Danilo Miskovic, MD FRCS, Melody Ni, PhD, Susannah M Wyles, MSc MRCS, Amjad Parvaiz, FRCS, George B Hanna, PhD FRCS. Imperial College, London, United Kingdom
The objective of this study was to investigate if it is possible to establish construct and predictive validity for the observational clinical human reliability assessment (OCHRA) method in laparoscopic colorectal surgery (LCS) within a group of specialist surgeons (consultants).

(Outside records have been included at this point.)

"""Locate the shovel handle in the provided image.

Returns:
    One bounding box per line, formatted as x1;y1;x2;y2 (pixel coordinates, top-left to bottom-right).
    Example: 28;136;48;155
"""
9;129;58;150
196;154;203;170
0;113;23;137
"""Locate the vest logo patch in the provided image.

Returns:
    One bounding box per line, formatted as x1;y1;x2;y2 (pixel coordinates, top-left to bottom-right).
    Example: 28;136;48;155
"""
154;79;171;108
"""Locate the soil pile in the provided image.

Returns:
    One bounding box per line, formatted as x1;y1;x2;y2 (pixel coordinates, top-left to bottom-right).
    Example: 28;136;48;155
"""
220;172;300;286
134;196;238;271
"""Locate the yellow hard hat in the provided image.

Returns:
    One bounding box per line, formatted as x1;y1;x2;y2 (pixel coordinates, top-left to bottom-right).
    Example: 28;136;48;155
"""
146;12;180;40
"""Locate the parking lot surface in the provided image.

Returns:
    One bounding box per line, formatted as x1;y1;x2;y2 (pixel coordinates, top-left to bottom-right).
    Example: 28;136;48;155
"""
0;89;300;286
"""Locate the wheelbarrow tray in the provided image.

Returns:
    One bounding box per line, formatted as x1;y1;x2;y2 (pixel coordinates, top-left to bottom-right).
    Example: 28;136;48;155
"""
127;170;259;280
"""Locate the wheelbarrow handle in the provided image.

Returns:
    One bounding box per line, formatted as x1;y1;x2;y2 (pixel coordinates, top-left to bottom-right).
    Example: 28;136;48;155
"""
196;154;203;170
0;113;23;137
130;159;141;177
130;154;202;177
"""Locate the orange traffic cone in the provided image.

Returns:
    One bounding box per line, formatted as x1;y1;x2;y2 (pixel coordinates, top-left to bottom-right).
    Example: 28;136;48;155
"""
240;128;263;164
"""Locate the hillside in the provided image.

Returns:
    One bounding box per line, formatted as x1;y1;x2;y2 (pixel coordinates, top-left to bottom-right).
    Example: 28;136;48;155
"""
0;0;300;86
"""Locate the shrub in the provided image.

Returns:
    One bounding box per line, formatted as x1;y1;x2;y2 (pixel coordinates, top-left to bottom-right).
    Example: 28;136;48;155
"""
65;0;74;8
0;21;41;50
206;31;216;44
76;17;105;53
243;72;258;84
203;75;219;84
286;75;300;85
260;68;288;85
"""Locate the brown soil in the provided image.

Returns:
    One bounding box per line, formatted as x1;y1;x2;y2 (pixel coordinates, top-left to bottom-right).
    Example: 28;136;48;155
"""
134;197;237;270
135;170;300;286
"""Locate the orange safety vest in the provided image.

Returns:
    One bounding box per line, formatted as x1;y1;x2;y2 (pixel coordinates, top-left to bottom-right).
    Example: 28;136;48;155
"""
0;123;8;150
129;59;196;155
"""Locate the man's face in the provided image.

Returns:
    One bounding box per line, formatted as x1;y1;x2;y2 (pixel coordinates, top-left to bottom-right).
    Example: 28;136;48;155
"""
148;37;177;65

Thirty-one full-length videos (15 right and 16 left colectomies) performed by 20 different established UK colorectal surgeons participating within the National Training Program in LCS were analysed. Of those, 10 were performed by experienced laparoscopic surgeons (“experts”, >200 laparoscopic colorectal resections) and 21 by less experienced (“apprentices”, <50 resections). A detailed task and error analysis was created and each video was assessed using scientific rating software. Procedures were broken down into 4 main task areas (exposure, vascular pedicle dissection, mobilization of colon, resection/anastomosis). Errors included instrument and tissue handling errors. Immediate consequences (e.g. bleeding, organ injury) were also noted. In addition, for the sub-task “lateral mobilization of colon”, the time spent on dissection of tissue and exposure were measured. The ratio between dissection to exposure time served as an indicator for efficiency (E:D ratio). For each video, two independent, blinded experienced surgeons (“faculty”) were also asked to globally assess the video with the aim to conclude if the performing surgeon demonstrated adequate skill to carry out such surgery independently (“pass/fail/inconclusive”). Between group differences were analyzed using the Mann Whitney U test. A Bayesian network was built to predict the global outcome (“pass/fail or inconclusive”) based on OCHRA data.
Based on the faculty ratings, 18 cases passed, 9 failed and 4 were inconclusive. All expert cases passed. A total of 385 errors were recorded by OCHRA. There was a significant difference between experts and apprentices for total number of errors (p=0.001), instrument errors (p=0.002), tissue errors (p=0.001) but not for consequential errors (0.092). Comparing surgeons who passed with those who failed showed similar results but there was also a significant difference found for consequential errors (p=0.002). Excluding the experts, the significant difference remained only for tissue errors (p=0.017), and for consequential errors (p=0.009). Overall, the between group differences were more distinct in the vascular dissection (p=0.146) and mobilization task (p=0.048) than other task areas. The predictive validity achieved through the Bayesian network was high (area under the ROC curve = 0.825). The model showed that tissue errors and consequential errors committed during vascular pedicle dissection, mobilization and resection of the colon were more diagnostic for the global outcome than other error types or task areas. Regarding efficiency, there was a significant difference between E:D ratios for experts and apprentices (0.98 vs. 0.53, p=0.002), but not between the pass and fail groups.
These data suggest that proficiency in advanced laparoscopic surgery can be assessed using OCHRA. The Bayesian network showed that the outcomes of two independent expert surgeons could be accurately predicted. The E:D ratio can be used as an indicator for expertise. This is promising data towards a very objective assessment tool that allows problem areas of individual trainees to be pinpointed, and thus providing detailed feedback reports.